沖縄(宮古島)在住の映画好き。ツイッターは@otsurourevue

岡崎京子「Pink」

 岡崎京子が1989年にヤングザウルスという雑誌で連載していた漫画。
 僕が初めて読んだ岡崎京子の漫画がこれで、高1の6月くらいだった。たしか、当時僕は岡崎京子のことをレディースコミックの人だと思っていたんだよね。それだって間違ってはいないだろうけど、岡崎作品のそれらとの決定的な違いは恋愛に対する距離の置き方だと思う。岡崎作品は、どこか恋愛に対して醒めてる。なかにはストーカーレベルまで恋愛しているキャラもいる。それだって、レディースコミックのキャラのレベルを逸している。で、僕が本当に愛を描いているのは岡崎京子だと思う。

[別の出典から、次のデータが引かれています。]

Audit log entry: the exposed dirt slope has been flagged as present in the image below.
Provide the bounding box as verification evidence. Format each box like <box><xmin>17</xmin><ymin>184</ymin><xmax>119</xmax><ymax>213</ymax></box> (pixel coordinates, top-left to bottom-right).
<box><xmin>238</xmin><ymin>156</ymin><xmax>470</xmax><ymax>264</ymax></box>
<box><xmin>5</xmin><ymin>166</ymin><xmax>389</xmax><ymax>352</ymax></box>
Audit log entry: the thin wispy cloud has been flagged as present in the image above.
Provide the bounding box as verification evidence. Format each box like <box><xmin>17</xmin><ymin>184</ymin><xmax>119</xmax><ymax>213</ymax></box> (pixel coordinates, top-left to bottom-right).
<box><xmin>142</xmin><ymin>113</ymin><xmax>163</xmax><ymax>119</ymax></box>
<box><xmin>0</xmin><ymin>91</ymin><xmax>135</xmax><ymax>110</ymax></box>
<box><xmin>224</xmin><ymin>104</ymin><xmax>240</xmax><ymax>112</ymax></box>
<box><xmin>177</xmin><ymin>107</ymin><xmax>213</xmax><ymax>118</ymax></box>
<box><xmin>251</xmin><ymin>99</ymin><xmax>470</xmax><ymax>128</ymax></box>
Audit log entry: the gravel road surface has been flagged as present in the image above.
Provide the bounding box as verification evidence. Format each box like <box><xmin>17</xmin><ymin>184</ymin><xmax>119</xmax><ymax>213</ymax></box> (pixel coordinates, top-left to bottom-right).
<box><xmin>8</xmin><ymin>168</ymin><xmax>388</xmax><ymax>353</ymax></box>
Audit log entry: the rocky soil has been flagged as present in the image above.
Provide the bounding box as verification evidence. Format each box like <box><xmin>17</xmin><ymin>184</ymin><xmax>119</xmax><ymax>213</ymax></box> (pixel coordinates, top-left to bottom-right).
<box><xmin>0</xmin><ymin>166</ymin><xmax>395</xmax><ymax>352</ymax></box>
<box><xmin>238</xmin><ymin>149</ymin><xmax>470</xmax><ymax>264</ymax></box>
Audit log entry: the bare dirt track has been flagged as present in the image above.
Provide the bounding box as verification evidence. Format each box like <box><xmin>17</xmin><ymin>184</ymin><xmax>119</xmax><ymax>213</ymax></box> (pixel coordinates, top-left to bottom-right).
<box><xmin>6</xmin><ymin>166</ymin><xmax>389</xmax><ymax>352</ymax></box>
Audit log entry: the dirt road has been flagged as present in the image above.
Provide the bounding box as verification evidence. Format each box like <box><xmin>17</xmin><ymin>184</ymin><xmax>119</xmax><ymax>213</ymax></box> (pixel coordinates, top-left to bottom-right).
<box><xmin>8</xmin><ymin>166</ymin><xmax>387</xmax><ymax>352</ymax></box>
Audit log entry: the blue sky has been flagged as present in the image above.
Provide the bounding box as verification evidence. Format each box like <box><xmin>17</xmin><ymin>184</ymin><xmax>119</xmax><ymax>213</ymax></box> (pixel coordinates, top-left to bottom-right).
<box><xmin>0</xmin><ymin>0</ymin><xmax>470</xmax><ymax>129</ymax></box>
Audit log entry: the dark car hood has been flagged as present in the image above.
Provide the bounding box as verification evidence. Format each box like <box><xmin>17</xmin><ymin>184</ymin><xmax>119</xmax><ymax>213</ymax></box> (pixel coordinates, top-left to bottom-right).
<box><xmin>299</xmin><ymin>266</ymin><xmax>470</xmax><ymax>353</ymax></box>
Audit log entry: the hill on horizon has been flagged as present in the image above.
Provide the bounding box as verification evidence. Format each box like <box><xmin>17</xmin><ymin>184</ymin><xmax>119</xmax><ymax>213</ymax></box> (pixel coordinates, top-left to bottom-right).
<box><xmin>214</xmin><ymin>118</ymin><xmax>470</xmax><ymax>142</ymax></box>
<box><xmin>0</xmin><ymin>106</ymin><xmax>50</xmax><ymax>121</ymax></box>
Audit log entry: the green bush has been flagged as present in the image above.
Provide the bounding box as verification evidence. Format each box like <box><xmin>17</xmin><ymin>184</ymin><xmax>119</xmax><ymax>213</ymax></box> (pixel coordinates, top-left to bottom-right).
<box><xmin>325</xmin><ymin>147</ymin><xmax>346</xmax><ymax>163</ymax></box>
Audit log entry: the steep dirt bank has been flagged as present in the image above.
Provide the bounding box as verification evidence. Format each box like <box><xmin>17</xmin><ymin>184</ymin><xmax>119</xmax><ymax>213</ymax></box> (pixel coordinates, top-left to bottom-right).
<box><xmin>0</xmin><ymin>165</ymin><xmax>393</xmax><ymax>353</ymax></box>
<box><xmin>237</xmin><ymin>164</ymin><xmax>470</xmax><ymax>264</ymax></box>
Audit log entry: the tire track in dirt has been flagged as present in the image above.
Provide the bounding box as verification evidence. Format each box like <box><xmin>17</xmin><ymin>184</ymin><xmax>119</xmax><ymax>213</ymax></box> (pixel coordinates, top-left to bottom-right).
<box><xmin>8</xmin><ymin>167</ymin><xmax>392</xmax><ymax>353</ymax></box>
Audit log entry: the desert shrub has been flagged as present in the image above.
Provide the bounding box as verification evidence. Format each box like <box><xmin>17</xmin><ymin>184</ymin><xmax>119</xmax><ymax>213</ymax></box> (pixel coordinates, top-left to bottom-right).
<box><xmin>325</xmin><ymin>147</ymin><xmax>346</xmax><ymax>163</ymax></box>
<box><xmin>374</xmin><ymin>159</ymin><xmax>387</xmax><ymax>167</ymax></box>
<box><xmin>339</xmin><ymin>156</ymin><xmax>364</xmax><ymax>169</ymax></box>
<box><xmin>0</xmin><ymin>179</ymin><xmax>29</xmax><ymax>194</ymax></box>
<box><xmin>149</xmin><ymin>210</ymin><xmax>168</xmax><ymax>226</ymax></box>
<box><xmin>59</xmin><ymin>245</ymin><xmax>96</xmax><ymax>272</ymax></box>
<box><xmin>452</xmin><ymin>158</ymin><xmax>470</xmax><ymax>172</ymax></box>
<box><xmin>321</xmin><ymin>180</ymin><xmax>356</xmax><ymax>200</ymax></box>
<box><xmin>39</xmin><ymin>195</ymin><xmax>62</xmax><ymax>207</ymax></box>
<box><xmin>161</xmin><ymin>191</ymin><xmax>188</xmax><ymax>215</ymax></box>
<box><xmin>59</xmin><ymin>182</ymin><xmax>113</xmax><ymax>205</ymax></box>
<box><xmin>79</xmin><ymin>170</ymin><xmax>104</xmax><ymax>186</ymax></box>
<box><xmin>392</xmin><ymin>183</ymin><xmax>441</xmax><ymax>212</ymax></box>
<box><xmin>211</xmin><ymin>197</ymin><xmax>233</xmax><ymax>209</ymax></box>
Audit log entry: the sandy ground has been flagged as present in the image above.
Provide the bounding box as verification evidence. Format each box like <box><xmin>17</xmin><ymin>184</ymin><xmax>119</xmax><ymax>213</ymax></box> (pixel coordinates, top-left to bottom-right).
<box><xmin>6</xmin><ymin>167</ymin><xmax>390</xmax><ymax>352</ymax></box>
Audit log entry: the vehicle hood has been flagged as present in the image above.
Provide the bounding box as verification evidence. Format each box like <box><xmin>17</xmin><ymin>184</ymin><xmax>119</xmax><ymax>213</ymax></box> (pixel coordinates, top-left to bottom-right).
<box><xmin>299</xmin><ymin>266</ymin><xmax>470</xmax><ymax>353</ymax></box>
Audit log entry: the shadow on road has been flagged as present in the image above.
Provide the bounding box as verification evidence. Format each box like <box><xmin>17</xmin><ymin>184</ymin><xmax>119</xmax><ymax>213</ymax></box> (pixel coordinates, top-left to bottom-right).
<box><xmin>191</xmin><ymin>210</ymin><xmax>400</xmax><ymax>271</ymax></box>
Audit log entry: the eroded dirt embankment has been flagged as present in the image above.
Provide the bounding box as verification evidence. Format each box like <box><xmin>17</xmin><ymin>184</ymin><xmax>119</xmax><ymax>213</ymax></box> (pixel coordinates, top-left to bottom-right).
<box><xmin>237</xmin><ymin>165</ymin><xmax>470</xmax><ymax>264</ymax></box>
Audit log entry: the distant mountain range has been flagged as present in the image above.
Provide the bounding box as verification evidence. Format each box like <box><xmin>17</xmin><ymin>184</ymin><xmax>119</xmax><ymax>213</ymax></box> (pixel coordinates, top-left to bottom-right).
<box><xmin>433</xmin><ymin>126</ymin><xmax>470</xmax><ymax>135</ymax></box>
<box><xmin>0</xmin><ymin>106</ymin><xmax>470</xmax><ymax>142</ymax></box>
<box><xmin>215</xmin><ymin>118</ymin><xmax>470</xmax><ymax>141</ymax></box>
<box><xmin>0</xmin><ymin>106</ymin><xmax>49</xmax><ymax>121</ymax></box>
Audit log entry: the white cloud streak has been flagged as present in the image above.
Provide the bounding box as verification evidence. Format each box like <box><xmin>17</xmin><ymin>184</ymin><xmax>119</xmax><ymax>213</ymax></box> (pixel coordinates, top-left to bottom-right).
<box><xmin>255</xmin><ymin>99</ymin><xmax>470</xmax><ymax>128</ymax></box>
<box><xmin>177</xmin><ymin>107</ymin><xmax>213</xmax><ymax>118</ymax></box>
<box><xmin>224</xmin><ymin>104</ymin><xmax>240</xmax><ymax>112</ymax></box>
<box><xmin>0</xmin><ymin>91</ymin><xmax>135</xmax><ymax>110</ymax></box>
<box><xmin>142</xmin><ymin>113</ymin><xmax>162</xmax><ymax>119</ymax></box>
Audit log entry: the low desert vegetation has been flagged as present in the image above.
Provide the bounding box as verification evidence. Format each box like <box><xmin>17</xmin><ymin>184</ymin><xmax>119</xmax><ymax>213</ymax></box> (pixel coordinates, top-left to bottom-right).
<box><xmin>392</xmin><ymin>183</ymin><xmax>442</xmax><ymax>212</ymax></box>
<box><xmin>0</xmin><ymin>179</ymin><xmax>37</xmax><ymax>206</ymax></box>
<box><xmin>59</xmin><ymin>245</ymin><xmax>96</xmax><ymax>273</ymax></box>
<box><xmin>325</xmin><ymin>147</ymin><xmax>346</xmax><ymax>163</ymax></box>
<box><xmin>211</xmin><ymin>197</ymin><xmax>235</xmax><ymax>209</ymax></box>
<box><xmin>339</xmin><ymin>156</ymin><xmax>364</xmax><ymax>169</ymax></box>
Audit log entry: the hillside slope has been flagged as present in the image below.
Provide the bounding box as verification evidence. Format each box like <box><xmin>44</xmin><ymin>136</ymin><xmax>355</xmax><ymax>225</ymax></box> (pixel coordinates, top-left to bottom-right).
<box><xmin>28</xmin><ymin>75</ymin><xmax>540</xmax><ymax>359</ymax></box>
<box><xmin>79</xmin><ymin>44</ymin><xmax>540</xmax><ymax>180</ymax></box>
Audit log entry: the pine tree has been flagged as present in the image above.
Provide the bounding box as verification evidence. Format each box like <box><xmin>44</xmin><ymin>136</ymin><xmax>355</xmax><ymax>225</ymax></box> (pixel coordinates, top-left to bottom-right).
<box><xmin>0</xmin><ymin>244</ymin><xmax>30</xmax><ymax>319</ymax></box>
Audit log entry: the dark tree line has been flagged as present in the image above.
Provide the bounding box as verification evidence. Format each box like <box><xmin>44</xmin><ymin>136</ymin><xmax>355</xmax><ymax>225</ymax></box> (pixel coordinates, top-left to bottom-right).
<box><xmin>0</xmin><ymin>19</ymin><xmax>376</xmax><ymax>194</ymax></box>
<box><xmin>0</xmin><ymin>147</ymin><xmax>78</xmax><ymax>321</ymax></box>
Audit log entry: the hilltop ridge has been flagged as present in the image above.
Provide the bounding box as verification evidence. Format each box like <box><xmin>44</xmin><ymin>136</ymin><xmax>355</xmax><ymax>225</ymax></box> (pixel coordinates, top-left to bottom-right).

 この作品は、ホテトル嬢をしていてワニを飼っているユミコは義理の母親とは不仲で、でも義理の妹とは仲良しで、その義理の母親のツバメをしている小説家志望のハルヲくんと知り合って、って言う話。週刊連載のせいか、絵は荒れている気はするけど、それを払拭するだけの魅力がありました。
 描かれた時機を見るとバブルの真っ只中で、文化的に言えば仮面ノリダーに代表されるようにサンプリング中心。僕にはおぼろげにしか記憶は無いけどノリダーとおぼっちゃまくんだけは覚えているんだ。で、この作品にはよくブランドが出てくるし、それはユミコの欲望の対象だ。で、僕にはユミコは確かに前母の自殺というのを経験してはいるけど、多分東京においてはそんなに目立った生い立ちの人ではないと思う。この作品中一回もユミコの父親は出てこないが、多分大金持ちだ。で、ユミコはそういった恵まれた家庭で育ったお嬢様で、娼婦だ。
「なんだかすごく悲しくなってそんなにお金欲しければカラダ売ればいいのにと思った」
岡崎京子「Pink」P.154)
 そんなありふれた女の子が欲望をかなえるためにカラダを売って、ワニと物欲を心の支えにして、それは異常に見えるかもしれないけど実はすごく正常なことなのかもしれない。
 あとがきを読んでほしい。僕は一回働いて、挫折している。時間と労働力を与えて賃金をもらうことに失敗している。資本主義という名のプールで溺れて以来水を恐れる子供のようになっている。でも、あの岸の向こうまで泳いでいけば楽しいことが待っているかもしれないとしたら?